Daniela Sposato es la vicedirectora del jardín de infantes Nº 926 del barrio Villegas, en Ciudad Evita. En esta zona de La Matanza comienza a tejerse el segundo cordón del conurbano con sus barriadas empobrecidas, que conviven con las casas de clase media “bien”, aunque en espacios estrictamente diferenciados. Paradójicamente, este lugar nació como un caso único de planificación urbanística: Ciudad Evita fue inaugurada por Perón en 1953 como una “mega ciudad” pensada y planificada en cada detalle, al punto que se creó el mito de que su mapa dibuja el perfil de una Eva que puede verse desde arriba, saludando a los aviones de la cercana Ezeiza. 
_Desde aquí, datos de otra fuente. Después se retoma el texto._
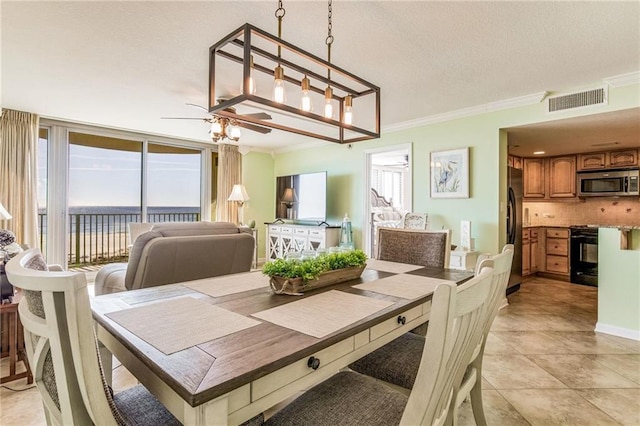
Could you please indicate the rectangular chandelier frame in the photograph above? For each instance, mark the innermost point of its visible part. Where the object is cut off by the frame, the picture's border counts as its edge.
(300, 61)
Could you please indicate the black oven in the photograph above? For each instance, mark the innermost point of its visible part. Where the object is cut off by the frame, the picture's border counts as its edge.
(584, 255)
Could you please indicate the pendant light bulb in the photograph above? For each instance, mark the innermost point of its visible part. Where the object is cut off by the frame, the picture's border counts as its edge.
(305, 101)
(234, 133)
(279, 94)
(328, 107)
(348, 110)
(252, 83)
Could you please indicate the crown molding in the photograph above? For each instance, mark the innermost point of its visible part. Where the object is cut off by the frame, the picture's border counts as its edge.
(534, 98)
(623, 79)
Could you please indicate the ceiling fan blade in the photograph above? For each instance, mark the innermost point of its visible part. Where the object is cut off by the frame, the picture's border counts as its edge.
(258, 115)
(259, 129)
(184, 118)
(198, 106)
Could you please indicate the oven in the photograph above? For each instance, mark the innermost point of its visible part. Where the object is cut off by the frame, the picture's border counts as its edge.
(584, 255)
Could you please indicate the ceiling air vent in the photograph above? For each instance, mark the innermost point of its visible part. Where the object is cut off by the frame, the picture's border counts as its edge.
(577, 100)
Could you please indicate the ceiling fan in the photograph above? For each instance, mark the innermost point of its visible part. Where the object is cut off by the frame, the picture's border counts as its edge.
(225, 127)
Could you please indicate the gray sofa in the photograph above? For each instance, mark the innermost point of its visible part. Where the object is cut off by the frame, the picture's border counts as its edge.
(174, 252)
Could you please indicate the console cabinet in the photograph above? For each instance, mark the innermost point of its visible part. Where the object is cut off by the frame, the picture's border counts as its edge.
(285, 238)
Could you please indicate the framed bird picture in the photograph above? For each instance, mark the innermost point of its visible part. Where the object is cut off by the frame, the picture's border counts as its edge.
(450, 173)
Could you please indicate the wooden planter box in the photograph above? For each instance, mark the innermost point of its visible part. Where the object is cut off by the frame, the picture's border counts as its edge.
(296, 287)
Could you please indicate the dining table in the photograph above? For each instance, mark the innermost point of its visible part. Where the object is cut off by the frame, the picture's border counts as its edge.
(222, 350)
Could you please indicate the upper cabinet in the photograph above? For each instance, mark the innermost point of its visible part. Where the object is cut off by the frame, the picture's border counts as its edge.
(562, 177)
(534, 184)
(546, 178)
(608, 160)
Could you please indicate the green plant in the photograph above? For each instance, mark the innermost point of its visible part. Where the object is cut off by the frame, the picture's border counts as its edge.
(310, 269)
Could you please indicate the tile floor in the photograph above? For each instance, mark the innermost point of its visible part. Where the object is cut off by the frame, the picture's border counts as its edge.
(544, 365)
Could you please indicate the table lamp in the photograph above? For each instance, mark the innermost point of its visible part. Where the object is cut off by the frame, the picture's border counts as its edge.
(288, 199)
(239, 195)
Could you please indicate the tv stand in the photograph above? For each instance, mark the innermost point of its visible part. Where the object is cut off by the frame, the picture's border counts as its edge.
(288, 237)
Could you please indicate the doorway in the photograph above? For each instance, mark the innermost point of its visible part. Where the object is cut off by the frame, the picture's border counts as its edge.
(388, 190)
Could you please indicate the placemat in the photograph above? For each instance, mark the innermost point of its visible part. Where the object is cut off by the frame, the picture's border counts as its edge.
(393, 267)
(229, 284)
(324, 313)
(177, 324)
(403, 285)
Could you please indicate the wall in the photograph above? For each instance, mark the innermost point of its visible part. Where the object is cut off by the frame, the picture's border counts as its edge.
(589, 211)
(259, 181)
(487, 143)
(618, 285)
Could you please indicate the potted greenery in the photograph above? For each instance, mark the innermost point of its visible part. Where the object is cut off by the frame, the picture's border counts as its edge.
(294, 276)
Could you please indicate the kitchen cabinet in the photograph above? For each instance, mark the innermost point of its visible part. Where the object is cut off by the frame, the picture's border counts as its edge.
(526, 252)
(607, 160)
(534, 174)
(530, 264)
(547, 178)
(562, 177)
(557, 250)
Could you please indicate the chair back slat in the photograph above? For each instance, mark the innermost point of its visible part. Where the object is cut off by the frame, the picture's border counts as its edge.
(60, 342)
(414, 246)
(454, 330)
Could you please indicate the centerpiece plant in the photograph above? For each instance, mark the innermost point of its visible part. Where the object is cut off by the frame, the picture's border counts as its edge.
(294, 271)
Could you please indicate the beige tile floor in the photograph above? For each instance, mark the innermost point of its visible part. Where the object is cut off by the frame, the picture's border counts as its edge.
(544, 365)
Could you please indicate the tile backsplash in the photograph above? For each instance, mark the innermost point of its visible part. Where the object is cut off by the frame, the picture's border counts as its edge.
(590, 211)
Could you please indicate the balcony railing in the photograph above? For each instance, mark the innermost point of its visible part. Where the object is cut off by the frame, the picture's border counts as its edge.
(99, 238)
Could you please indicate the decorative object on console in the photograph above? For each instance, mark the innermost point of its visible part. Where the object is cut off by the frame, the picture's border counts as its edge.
(289, 198)
(450, 174)
(346, 237)
(293, 69)
(294, 276)
(239, 195)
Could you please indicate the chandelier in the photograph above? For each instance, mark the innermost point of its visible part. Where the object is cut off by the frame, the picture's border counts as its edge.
(285, 81)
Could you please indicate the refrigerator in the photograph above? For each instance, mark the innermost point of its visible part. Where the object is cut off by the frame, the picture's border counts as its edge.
(514, 225)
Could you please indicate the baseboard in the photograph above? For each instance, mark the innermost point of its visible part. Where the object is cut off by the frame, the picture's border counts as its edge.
(627, 333)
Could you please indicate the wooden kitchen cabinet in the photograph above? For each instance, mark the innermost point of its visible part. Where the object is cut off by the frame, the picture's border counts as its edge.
(546, 178)
(624, 158)
(607, 160)
(526, 252)
(557, 250)
(534, 177)
(562, 177)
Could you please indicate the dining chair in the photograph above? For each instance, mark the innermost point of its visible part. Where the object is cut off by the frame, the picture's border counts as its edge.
(62, 351)
(397, 363)
(411, 220)
(415, 246)
(349, 398)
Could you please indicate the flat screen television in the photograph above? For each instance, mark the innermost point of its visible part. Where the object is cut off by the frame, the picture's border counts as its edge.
(302, 197)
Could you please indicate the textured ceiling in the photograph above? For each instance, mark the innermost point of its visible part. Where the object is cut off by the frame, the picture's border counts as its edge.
(126, 64)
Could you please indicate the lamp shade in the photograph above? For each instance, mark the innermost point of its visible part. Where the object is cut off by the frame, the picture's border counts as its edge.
(4, 214)
(289, 196)
(238, 193)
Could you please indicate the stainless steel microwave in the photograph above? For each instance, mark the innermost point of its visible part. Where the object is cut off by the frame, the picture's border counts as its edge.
(613, 183)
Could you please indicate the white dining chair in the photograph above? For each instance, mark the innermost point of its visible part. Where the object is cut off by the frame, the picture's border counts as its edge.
(62, 352)
(349, 398)
(397, 363)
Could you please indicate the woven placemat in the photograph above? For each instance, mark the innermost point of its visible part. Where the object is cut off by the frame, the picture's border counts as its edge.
(403, 285)
(393, 267)
(324, 313)
(229, 284)
(180, 323)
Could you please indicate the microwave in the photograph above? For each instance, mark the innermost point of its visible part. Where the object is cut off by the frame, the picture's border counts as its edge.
(612, 183)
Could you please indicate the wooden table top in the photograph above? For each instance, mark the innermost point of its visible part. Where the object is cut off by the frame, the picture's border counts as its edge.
(206, 371)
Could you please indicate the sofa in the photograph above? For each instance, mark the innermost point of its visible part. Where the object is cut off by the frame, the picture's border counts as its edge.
(179, 251)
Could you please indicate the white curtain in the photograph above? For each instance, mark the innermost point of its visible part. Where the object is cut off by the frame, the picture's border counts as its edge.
(18, 174)
(229, 174)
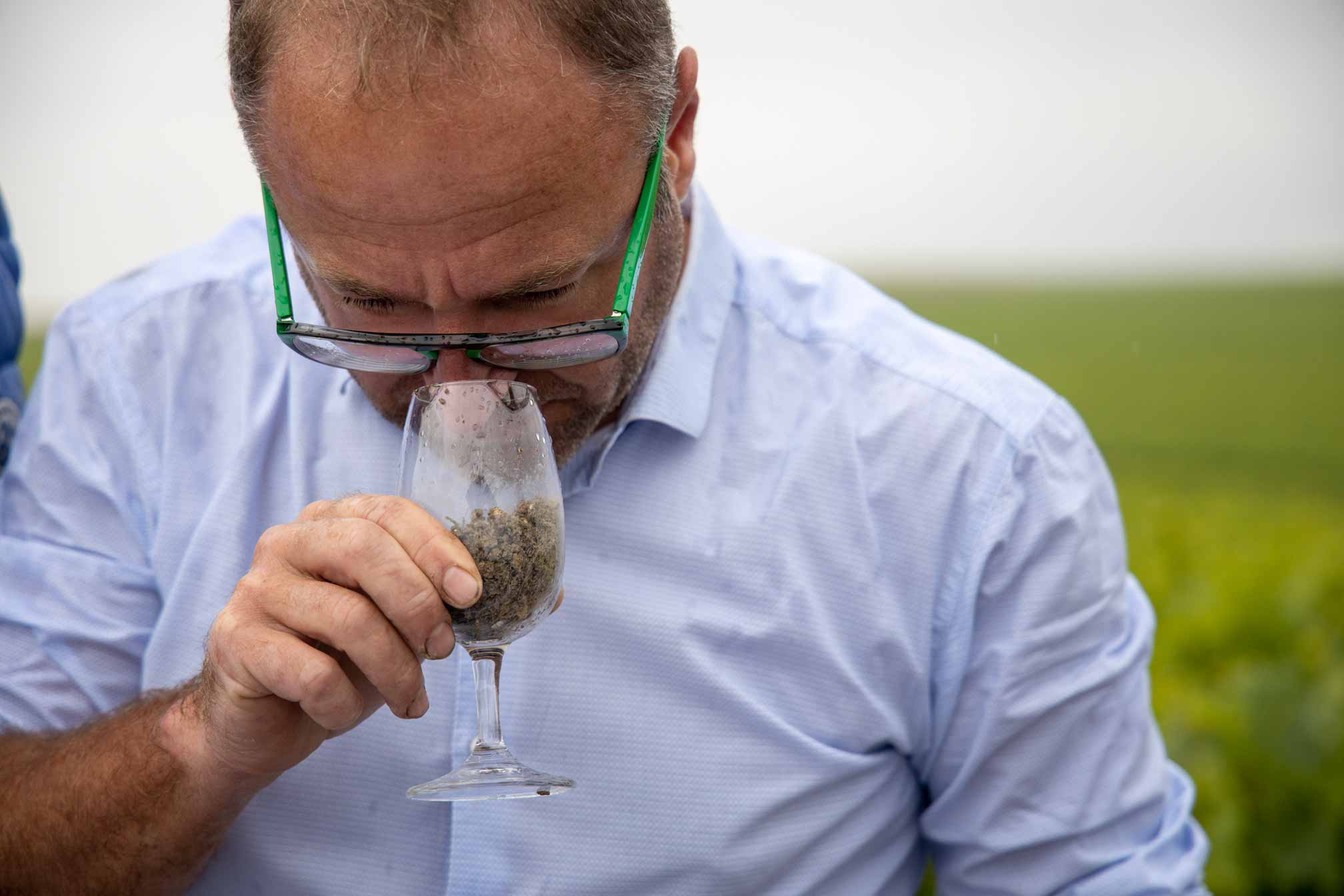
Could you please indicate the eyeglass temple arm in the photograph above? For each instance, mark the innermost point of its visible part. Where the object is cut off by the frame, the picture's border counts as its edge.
(279, 272)
(640, 233)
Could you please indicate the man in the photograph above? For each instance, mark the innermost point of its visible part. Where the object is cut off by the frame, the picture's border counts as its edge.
(11, 339)
(845, 590)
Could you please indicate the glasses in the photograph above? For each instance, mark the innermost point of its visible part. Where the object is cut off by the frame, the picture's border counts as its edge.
(546, 348)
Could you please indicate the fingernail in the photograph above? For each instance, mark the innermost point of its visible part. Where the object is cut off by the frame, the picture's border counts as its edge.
(460, 587)
(440, 641)
(420, 705)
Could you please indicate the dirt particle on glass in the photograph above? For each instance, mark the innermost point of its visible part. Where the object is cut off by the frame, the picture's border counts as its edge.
(518, 555)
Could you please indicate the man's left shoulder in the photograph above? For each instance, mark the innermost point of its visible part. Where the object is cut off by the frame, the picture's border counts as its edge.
(819, 313)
Pero hoy esta zona contiene todas las formas posibles de habitar el mundo y de organizarse para hacerlo, desde lo que se mantuvo de aquella primera planificación, con sus cinco circunscripciones, hasta las sucesivas tomas de tierras. Hay experiencias de urbanización exitosas como la de Villa Palito, que nació con ese nombre porque  desde el asfalto se veían los palos que la gente usó para dividir los lotes, en medio de la nada, y hoy es un barrio construido por los mismos vecinos, en cooperativa. Pegada hay otra toma reciente que se formó para la época de Guernica, y que permanece “controlada” por los mismos vecinos: un cuadrado de tierra cubierto por palos, chapas y plásticos que no llegan a ser casas, pero funcionan como tales. También la pandemia y el aislamiento se vivieron de manera muy diferente en cada uno de estos lugares, de acuerdo a los recursos materiales, de asistencia y de organización disponibles. 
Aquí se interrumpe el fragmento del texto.